Sconosciuta ai partigiani
Molto popolare è stata la “Leggenda del Piave”; possiamo addirittura chiamarla icona della grande guerra: fu scritta nel 1918 quando la strage “inutile” era già finita o stava per finire: ebbe però la sua meritata consacrazione popolare nel 1921 quando fu traslata a Roma la salma del Milite Ignoto.
Né fu coniata dal fascismo la famosa “Giovinezza, giovinezza, primavera di bellezza”. Essa è stata composta nel 1909 ed era un canto goliardico. Riadattata nelle parole diventò l’inno ufficiale fascista: gli autori non l’avrebbero mai pensato!

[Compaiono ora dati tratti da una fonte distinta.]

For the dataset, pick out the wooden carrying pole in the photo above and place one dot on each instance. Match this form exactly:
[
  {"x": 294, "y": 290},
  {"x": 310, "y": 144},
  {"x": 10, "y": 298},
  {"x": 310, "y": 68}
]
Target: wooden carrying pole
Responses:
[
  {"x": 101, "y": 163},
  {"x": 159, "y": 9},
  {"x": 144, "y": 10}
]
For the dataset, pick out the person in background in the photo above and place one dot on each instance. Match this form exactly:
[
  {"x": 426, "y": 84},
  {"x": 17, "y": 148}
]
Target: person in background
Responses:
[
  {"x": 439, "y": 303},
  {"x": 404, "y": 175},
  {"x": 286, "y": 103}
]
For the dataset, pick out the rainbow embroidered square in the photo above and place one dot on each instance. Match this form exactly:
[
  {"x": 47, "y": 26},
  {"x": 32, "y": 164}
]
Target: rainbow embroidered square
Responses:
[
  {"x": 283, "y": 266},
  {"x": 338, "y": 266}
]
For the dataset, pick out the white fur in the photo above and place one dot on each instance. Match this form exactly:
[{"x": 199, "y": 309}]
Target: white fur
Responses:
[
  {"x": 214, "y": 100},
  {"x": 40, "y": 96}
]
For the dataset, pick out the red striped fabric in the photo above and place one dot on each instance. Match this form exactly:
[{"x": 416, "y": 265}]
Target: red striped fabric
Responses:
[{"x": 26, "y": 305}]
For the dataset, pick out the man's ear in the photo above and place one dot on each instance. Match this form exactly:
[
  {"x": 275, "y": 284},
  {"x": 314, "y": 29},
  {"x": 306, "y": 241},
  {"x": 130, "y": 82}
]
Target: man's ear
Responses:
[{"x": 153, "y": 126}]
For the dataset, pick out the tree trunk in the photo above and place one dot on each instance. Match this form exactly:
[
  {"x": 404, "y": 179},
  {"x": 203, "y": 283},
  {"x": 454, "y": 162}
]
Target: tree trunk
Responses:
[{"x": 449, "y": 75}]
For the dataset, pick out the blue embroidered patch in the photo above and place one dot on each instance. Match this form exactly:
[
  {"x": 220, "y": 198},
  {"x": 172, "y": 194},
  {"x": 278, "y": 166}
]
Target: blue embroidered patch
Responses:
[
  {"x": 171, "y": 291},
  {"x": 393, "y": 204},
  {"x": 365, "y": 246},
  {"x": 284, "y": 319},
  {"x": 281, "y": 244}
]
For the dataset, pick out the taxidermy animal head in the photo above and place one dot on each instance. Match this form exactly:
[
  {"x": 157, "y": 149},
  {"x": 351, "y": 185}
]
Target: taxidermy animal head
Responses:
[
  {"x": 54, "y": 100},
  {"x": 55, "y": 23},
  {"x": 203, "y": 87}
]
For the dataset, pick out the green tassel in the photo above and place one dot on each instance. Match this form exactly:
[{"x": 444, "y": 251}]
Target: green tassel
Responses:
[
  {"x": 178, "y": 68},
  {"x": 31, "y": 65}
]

Il fascismo si appropriò di quell’inno perché si addiceva al suo conclamato giovanilismo, come pure saccheggiò dal corpo militare degli arditi, reparti speciali dell’esercito, la camicia nera, le mostrine e il fez neri, il pugnale e persino il motto di un Savoia che con la sua forza tenne l’isola di Rodi contro i Turchi. Il motto era “FERT”, Fortitudo, Eius Rodum Tenuit. Veniamo a “Bella ciao”. I partigiani certamente non la cantavano perché nemmeno la conoscevano. Durante la seconda guerra mondiale la canzone che andò molto di moda fu “Lilì Maelén”: la cantavano sia i tedeschi sia gli alleati. “Bella ciao” era in origine un canto bambinesco, tanto che parlava di una “vecchierella” che ordinava ai nipoti di andare a prendere acqua da una “fontanella”. Quella nenia, evidentemente, non parlava affatto di “invasor”, ma i comunisti italiani al Festival di Berillo nel 1948 cambiarono le parole e dettero vita alla fortunatissima “Bella ciao” che fu adottata persino dal Coro dell’Armata rossa. Da allora essa è diventata la canzone della resistenza.